Parallelization for validation and test set

Charlotte Maschke

unread,

Aug 14, 2023, 9:24:33 AM8/14/23

to physionet-challenges

Dear challenge organizers,

I am using multiprocess in the train_challenge_model function of team_code.py to parallelize each subect's feature extraction on one a separate CPU.

The feature extraction of our code is quite computationally heavy. In the cross-validation you calculate all features individually over 12, 24, 48 and 72 hours, which again mutliplies the needed time for feature extraction.

I was planning to parallelize the 'run_challenge_models' in the same way as the 'train_challenge_model' function. However, the run_model.py (which we are not supposed to edit) already contains the loop over subjects. run_challenge_models (the one which I can edit) has only one subject as an input. The parallelization would therefore need to happen in the run_model.py.

The only possibility to include parallelization over subjects in this step would be to change the run_model() function to assign one cpu to the feature calculation and prediction of one subject.

Is there a way to do this ? Could you maybe just add an n_jobs to this function?

Thank you for your answer.

Best,

Charlotte

PhysioNet Challenge

unread,

Aug 14, 2023, 9:40:17 AM8/14/23

to physionet-challenges

Dear Charlotte,

Thank you for your question. Yes, run_model.py does process one patient at a time, and this is by design: allowing this parallelization would make it easy to unintentionally learn from the test data. We can’t make an exception in this case.

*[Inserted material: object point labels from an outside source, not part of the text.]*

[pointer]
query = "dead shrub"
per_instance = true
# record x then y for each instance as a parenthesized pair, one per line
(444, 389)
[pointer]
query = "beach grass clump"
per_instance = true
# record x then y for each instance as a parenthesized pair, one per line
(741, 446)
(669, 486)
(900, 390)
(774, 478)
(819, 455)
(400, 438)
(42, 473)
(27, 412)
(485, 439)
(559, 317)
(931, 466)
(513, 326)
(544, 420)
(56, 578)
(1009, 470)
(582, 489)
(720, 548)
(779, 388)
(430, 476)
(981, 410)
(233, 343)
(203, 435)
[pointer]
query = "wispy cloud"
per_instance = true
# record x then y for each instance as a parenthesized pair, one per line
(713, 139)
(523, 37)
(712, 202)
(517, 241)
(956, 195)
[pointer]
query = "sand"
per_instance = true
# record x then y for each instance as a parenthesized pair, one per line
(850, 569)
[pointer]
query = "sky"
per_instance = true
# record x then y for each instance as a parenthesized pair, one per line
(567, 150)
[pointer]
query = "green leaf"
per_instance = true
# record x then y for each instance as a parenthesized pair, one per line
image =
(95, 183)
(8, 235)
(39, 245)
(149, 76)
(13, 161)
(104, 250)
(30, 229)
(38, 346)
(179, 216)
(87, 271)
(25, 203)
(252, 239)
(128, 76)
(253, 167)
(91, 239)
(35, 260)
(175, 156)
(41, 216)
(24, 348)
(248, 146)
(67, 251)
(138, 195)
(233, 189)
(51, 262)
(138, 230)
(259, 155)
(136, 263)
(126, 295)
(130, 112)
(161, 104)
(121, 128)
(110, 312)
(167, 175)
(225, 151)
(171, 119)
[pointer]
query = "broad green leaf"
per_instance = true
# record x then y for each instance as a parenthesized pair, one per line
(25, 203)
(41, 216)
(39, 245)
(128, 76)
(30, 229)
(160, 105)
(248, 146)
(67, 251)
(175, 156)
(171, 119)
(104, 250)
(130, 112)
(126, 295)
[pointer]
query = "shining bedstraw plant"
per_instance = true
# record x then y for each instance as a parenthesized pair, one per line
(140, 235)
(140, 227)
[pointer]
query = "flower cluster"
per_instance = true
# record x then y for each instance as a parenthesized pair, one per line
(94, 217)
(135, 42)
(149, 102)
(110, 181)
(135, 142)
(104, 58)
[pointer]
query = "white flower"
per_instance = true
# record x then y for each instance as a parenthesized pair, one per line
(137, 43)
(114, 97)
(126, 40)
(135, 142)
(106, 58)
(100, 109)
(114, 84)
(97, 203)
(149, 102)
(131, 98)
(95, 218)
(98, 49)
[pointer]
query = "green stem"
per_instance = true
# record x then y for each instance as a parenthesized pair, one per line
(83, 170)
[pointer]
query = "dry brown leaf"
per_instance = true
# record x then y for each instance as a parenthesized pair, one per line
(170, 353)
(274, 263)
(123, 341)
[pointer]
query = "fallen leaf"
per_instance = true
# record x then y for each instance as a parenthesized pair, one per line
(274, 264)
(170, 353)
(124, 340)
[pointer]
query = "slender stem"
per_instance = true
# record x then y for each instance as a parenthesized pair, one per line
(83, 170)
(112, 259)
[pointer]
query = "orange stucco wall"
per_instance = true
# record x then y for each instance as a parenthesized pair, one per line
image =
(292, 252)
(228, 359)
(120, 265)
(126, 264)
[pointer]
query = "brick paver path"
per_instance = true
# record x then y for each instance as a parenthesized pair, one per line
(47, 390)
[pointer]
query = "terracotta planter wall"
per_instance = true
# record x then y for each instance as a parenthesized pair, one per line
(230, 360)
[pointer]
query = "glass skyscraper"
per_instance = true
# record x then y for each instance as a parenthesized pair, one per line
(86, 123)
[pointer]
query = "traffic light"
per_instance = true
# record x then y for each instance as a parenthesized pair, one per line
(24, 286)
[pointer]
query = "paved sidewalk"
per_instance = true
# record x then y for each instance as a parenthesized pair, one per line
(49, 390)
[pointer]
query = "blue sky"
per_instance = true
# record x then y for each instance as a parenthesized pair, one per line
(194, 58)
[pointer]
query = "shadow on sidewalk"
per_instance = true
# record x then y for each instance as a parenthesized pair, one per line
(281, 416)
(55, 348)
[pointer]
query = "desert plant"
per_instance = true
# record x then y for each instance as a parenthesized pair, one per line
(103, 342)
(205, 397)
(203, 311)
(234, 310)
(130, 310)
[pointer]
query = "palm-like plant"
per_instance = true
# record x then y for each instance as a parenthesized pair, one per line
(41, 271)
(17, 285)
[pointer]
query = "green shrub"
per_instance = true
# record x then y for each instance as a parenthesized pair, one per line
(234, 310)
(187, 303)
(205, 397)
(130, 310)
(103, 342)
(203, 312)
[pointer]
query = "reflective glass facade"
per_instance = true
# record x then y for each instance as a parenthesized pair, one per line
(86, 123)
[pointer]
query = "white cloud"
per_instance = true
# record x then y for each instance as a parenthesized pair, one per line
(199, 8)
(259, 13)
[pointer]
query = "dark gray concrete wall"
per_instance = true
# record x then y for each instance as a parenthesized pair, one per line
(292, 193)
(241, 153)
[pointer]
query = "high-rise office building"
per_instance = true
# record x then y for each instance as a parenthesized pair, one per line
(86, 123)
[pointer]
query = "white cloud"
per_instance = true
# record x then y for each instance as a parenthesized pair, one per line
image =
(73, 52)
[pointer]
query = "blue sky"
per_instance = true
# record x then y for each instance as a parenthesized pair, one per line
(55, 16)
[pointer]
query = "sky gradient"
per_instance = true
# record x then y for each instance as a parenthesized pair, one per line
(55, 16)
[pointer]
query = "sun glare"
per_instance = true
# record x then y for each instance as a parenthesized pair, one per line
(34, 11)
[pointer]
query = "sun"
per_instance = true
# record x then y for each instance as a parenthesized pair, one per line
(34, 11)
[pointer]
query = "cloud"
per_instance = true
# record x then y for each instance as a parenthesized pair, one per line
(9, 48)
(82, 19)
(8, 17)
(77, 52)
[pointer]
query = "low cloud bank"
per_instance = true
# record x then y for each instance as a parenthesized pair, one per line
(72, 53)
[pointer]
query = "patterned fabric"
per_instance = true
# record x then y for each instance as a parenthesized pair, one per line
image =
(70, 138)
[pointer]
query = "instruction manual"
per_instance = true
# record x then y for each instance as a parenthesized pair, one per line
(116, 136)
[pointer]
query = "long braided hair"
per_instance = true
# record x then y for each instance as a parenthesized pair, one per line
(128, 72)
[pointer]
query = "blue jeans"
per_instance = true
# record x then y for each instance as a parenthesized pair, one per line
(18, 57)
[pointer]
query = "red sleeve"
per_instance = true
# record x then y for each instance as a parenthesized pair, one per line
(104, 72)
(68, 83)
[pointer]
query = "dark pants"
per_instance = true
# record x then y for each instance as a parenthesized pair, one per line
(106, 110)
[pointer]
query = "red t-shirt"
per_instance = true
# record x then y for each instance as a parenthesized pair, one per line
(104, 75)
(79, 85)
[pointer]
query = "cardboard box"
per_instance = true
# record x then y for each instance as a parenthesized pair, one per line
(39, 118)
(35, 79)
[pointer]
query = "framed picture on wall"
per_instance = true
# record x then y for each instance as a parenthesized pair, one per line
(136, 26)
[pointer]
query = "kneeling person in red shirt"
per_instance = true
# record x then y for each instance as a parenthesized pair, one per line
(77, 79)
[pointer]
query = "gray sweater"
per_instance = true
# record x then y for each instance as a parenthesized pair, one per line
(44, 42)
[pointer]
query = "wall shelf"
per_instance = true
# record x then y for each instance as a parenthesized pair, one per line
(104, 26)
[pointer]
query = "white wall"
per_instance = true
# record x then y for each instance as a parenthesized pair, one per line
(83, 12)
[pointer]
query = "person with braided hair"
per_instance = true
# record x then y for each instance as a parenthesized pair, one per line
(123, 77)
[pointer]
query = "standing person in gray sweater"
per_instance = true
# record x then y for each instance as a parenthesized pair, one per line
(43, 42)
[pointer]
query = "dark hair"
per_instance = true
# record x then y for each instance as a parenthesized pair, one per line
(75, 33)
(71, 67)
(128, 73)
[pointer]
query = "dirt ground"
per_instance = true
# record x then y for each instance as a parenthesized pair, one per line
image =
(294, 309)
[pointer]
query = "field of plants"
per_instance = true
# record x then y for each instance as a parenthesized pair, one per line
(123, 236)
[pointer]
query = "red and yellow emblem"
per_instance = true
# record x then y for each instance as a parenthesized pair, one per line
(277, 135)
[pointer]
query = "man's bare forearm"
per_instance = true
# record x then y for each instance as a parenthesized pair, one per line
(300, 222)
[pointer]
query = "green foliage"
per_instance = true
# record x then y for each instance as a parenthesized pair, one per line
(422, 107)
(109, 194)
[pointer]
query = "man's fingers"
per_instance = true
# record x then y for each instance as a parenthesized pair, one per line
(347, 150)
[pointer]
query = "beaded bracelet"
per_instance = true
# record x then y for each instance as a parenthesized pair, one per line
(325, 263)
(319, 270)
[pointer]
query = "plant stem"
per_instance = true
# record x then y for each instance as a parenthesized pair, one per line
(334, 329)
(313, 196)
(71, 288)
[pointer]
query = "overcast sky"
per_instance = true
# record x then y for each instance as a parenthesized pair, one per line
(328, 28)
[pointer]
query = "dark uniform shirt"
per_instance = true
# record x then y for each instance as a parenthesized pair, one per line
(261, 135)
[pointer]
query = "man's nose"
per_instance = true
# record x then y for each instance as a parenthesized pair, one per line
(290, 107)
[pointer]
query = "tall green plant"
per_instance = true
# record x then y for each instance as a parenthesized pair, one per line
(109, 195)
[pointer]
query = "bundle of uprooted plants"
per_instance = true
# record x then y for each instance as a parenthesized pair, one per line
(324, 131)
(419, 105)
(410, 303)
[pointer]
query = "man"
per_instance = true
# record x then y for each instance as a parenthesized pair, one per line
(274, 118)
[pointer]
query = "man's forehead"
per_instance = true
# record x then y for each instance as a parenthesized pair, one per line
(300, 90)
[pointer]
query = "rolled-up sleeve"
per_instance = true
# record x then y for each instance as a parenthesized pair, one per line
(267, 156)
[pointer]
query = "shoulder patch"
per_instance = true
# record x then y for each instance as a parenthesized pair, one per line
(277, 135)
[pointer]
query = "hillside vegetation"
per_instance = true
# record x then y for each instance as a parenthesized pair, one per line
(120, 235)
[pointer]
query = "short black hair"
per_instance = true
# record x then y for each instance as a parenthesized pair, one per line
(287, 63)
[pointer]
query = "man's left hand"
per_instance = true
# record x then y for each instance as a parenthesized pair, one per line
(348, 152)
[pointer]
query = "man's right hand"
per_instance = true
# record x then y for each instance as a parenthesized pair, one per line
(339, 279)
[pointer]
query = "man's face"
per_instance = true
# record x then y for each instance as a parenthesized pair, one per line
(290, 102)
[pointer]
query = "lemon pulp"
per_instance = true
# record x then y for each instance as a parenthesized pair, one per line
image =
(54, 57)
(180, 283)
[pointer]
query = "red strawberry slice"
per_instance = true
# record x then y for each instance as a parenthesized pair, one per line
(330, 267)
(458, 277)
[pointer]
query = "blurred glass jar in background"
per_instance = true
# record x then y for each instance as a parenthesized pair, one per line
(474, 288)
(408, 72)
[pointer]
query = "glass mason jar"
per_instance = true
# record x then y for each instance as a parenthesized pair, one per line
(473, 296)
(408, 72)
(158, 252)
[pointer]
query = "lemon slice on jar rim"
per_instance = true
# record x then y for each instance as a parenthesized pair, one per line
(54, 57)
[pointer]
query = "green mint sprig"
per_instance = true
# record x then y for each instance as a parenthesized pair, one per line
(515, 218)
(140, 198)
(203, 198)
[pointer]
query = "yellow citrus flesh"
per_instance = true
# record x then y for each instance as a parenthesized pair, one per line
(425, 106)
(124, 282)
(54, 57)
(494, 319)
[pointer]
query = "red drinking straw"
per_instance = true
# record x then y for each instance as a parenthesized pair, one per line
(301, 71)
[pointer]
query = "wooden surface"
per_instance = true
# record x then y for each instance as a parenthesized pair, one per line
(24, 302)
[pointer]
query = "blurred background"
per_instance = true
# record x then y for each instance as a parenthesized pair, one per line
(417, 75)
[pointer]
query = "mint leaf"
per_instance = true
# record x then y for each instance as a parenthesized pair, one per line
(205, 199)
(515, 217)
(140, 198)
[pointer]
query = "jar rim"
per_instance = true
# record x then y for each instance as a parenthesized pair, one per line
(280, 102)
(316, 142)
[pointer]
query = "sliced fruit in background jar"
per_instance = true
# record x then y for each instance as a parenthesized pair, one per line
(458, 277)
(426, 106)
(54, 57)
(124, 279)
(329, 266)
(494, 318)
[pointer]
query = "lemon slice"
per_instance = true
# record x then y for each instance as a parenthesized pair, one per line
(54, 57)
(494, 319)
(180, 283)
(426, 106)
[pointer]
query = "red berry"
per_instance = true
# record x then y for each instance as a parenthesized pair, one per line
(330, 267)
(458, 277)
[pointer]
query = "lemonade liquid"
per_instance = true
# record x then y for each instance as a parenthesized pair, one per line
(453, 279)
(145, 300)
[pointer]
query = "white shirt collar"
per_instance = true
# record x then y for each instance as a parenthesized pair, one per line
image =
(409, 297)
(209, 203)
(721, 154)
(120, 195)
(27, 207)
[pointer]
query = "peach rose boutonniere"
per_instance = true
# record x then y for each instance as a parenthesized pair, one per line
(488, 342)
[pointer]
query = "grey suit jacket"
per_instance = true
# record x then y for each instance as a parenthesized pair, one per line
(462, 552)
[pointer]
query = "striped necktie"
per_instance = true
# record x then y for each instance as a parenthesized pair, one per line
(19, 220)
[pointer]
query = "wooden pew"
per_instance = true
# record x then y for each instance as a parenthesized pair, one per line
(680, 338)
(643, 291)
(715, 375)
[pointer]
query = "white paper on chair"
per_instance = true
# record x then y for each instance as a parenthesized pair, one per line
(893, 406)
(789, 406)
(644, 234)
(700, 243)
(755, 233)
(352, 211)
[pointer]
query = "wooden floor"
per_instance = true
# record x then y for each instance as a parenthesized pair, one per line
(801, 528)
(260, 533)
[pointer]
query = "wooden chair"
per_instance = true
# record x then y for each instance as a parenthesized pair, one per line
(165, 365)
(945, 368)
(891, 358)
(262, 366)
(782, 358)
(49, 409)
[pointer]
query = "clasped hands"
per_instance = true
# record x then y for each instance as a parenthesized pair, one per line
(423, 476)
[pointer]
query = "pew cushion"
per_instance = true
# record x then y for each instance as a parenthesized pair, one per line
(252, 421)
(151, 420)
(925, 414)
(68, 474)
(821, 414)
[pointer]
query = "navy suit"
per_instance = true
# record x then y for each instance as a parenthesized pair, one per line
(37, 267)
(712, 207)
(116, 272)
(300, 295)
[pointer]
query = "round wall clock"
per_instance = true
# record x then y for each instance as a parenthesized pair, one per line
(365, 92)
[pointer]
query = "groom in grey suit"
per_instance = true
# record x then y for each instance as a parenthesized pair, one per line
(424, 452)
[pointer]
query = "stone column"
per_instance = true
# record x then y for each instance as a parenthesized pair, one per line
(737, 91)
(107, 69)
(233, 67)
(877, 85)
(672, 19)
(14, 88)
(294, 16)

However, if the goal is to save time by parallelization, you might want to parallelize feature extraction on the patient level instead.

Best,

James

Charlotte Maschke

unread,

Aug 14, 2023, 3:22:33 PM8/14/23

to physionet-challenges

Dear James,

thank you for your reply. I understand the design choice in this case and I already parallelize for the feature extraction. The website says, you impose a 24 hour time limit on running trained models on the validation data. However, you are repeating this process 4 times for 12, 24, 48 and 72 hours. Are the 24 hours renewed each time you restart a new validation? Otherwise the total time you allow for one prediction is not even 2 minutes (assuming 200 validation subjects), which is really few for preprocessing, feature extraction and model prediction.

Thank you for your clarification on this.

Best,

Charlotte

PhysioNet Challenge

unread,

Aug 14, 2023, 4:53:06 PM8/14/23

to physionet-challenges

Dear Charlotte,

I am updating my previous reply to post this to the whole group.

Yes, the 24 hours are renewed. Your model gets 24 hours for each timepoint: 24 hours for the 12-hour validation data, 24 hours for the 24-hour validation data, and so on.
Additionally, since the test data is 3 times larger, your model gets 72 hours instead of 24 hours for the test data.

Best,

James

Charlotte Maschke

unread,

Aug 15, 2023, 10:55:20 AM8/15/23

to physionet-challenges

Dear James,

this makes a considerable difference to the test phase! Your answer helps a lot.

Thank you.

Charlotte

Charlotte Maschke

unread,

Aug 15, 2023, 11:25:22 AM8/15/23

to physionet-challenges

Dear James,

Thank you for this information!

I have one follow up question:

Would it be possible to provide us with the number of subjects in the validation and test set?

Best,

Charlotte

PhysioNet Challenge

unread,

Aug 15, 2023, 12:33:25 PM8/15/23

to physionet-challenges

Dear Charlotte,

Sure! There are 107 patients (approximately 10%) in the validation set and 306 patients (approximately 30%) in the test set. Please make sure you don’t rely on these exact numbers in your code.